Open circuit points would be given out during the open circuit tournaments in order of seeding, and would be similar to that of the Legendary Cups. Prize money would be distributed starting at the Saturday stage. The winner of this LAN would get an automatic spot in the World Championship.


Halo World Championship:

Without question, this should be where the year's competition ends and the largest cash prize should be given out, as it would bring together the best teams from around the world, regardless of region or tier.

If the midseason LANs are the FA Cup, this should be the World Cup of Halo. It should be held at the end of the year after all three seasons are played, and out West, where the headquarters for 343 and ESL are.

(For the sake of a perfect world, we'll treat every region, NA/EU/OC, as a three tiered, three LAN region)

Qualification would be done as follows:

  1. The winner of the pro league for each region in each season automatically qualify for the tournament itself (nine spots).
  2. The remaining seven spots will be determined via a round robin super league before the event, with the top seven teams qualifying. The teams will be comprised of the following:
    1. The winners of each open LAN event automatically qualify. If the winner is also a pro league champion, or won mulitple events, the spot would be given to the next placed team, continuing until there is a team not yet qualified for this tournament (nine spots).
    2. The final three spots will be a wild card via a last-chance tournament in each region. There will be 32 seeds in this tournament, with priority for seeding going to any team who was in the pro league during any season for that year, then the same for the minor league, then open circuit teams by open circuit points earned across all seasons (three spots).
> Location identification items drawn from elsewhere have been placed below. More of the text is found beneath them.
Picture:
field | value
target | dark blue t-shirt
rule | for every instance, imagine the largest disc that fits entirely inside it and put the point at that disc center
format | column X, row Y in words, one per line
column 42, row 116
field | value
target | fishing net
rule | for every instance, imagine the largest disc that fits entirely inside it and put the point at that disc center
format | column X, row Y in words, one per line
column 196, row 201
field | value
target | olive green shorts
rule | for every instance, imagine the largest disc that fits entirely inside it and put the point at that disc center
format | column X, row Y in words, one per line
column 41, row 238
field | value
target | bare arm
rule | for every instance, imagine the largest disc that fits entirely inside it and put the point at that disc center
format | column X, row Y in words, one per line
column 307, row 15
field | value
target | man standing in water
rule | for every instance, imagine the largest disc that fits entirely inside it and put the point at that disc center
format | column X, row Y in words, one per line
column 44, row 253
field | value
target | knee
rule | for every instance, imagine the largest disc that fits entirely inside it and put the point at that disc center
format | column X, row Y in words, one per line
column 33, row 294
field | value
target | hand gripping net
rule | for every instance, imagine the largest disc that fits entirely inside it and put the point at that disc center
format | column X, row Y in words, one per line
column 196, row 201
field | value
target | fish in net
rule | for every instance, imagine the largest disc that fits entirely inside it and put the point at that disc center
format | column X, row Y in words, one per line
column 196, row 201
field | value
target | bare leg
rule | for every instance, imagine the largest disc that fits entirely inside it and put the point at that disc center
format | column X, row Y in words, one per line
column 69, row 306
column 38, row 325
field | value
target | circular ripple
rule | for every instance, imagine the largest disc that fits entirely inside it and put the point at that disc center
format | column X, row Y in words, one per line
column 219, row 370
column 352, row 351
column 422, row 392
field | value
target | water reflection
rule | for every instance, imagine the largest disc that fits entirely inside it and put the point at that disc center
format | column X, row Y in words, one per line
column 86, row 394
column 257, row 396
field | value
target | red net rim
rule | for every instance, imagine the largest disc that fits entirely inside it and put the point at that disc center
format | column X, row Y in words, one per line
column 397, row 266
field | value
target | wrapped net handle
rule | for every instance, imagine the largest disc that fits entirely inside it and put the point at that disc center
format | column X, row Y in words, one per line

For the event itself, it would be a two stage event. Stage one will be group play, with the last team in each group kicked out, and the third place teams automatically dropping to the losers bracket of the stage two tournament. Stage two would be a double-elimination event.

Technically, this would be a four week event in California, with the first two weeks being the round robin super league.


Scheduling:

In terms of scheduling, there should be three seasons of play (33 weeks), along with three weeks blocked out for open LAN events (making it 36 weeks), two weeks for playoffs for each season (42 weeks), a two week break between each season (48 weeks), a two week break/qualification period for the Halo World Championship (50 weeks) and two weeks for the Halo World Championship (52 weeks).

For each tier, Tiers 1 and 2 would have two weeks for open transfers. Weeks one through six would have the regular season, with the one transfer rule in effect and the deadline being at the beginning of week six. Week seven would be the open LAN for that season, while weeks eight through 12 would be the last weeks of the regular season. Weeks 13 and 14 would be for the championship and promotion/relegation tournaments.

Meanwhile for the open circuit, two weeks would still be set for open transfer, and weeks one through six would be for six cup tournaments. Week seven would see open sides going to the LAN event, while weeks eight and nine will be the final two cups for that season.

This leaves weeks 10 through 12 as the last chance qualifier and promotion qualifier tournament weeks. Week 13 and 14 would then be for the promotion/relegation tournament.


How do you think Halo competitive should be structured for the future? Or if you like this method, what could make it better?